The generation of the Flood was destroyed by the very thing they worshipped. The Mekhilta draws a chilling connection between their sin and their punishment through a play on Hebrew words.

The men of that generation "set their eyes" — the Hebrew "eineihem" implies lustful gazing — upon women below them, seeking to satisfy their desires without restraint. They used their eyes as instruments of corruption, turning the gift of sight into a weapon of predatory lust.

God responded with devastating precision. He opened "mayanot" — springs and fountains — from above and below to destroy them.

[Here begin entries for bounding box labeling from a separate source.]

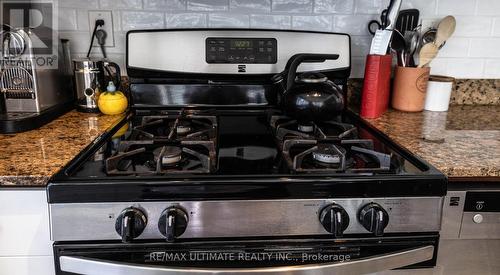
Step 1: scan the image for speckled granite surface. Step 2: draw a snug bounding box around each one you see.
[349,79,500,106]
[360,105,500,177]
[0,111,123,187]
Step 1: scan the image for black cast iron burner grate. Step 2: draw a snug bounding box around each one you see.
[105,111,218,175]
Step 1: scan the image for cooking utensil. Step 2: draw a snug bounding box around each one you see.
[434,15,457,47]
[368,7,392,35]
[391,30,406,67]
[420,28,446,49]
[73,59,121,113]
[418,43,439,68]
[404,31,419,67]
[396,9,420,34]
[281,54,344,124]
[370,0,402,55]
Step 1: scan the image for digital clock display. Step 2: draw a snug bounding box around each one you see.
[205,37,278,64]
[231,40,252,48]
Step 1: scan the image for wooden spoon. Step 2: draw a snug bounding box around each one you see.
[418,43,439,68]
[434,15,457,47]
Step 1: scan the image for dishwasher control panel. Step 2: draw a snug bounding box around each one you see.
[441,190,500,239]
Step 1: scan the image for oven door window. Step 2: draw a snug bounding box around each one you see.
[54,236,438,274]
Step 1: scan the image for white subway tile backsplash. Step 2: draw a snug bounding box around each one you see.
[76,9,91,32]
[272,0,313,13]
[292,15,333,31]
[187,0,229,11]
[229,0,271,13]
[100,0,142,10]
[121,11,165,31]
[167,13,207,28]
[438,37,469,57]
[492,17,500,36]
[430,58,448,76]
[314,0,354,14]
[333,14,379,35]
[53,0,500,78]
[477,0,500,15]
[58,0,99,9]
[484,58,500,78]
[208,13,250,28]
[250,15,292,29]
[469,38,500,58]
[355,0,389,14]
[446,58,484,78]
[59,8,77,31]
[144,0,187,12]
[351,36,372,57]
[437,0,476,15]
[454,16,493,37]
[401,0,437,18]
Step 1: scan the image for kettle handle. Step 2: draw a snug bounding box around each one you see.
[105,62,122,89]
[285,53,339,90]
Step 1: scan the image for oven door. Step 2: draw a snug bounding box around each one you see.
[54,235,439,275]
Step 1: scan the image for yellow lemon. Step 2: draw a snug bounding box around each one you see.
[97,91,128,115]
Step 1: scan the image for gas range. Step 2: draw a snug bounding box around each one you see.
[47,30,446,274]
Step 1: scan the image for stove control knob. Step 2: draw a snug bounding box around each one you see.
[115,207,148,243]
[158,207,189,242]
[319,203,349,238]
[358,202,389,237]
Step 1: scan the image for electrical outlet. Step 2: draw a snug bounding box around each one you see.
[89,11,115,47]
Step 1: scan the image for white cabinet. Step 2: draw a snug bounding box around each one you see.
[0,189,54,275]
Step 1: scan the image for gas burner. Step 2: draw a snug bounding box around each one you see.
[131,111,217,142]
[297,123,314,133]
[176,121,192,136]
[105,111,218,175]
[153,145,182,167]
[282,139,391,173]
[270,116,357,142]
[312,144,346,164]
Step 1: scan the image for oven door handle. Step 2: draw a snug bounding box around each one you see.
[59,245,434,275]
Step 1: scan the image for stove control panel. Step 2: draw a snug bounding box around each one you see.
[115,207,147,243]
[158,207,189,242]
[205,37,278,64]
[319,203,349,238]
[50,197,442,242]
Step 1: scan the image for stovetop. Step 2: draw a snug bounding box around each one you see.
[64,109,427,179]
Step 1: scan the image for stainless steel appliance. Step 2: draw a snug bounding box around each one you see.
[73,59,121,112]
[436,182,500,274]
[47,29,446,274]
[0,25,74,133]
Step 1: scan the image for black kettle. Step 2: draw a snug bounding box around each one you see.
[273,53,344,123]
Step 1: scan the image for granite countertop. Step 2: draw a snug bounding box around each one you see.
[0,105,500,187]
[0,111,123,187]
[360,105,500,178]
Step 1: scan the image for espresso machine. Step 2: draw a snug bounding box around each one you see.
[0,24,75,133]
[73,59,121,113]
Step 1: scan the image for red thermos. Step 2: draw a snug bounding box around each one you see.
[360,54,392,118]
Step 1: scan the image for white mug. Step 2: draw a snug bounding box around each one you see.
[424,76,455,112]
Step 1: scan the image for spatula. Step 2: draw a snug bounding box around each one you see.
[434,15,457,47]
[370,0,402,55]
[418,43,439,68]
[396,9,420,34]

The word "mayanot" echoes "eineihem." They abused their eyes, so God unleashed the waters with a name that mirrored their sin.

As it is written (Genesis 7:11): "On this day, all the fountains of the great deep burst, and the windows of heaven were opened." The Flood did not come from one direction alone. It erupted from beneath the earth and poured down from the sky simultaneously — a total, inescapable deluge.

The Mekhilta uses this wordplay to teach a broader principle of divine justice: the punishment always fits the crime. God does not strike arbitrarily. The measure a person uses is the measure used against them. The generation that corrupted their vision was consumed by the very element whose name echoed their corruption — water from every direction, matching the eyes that looked in every forbidden direction.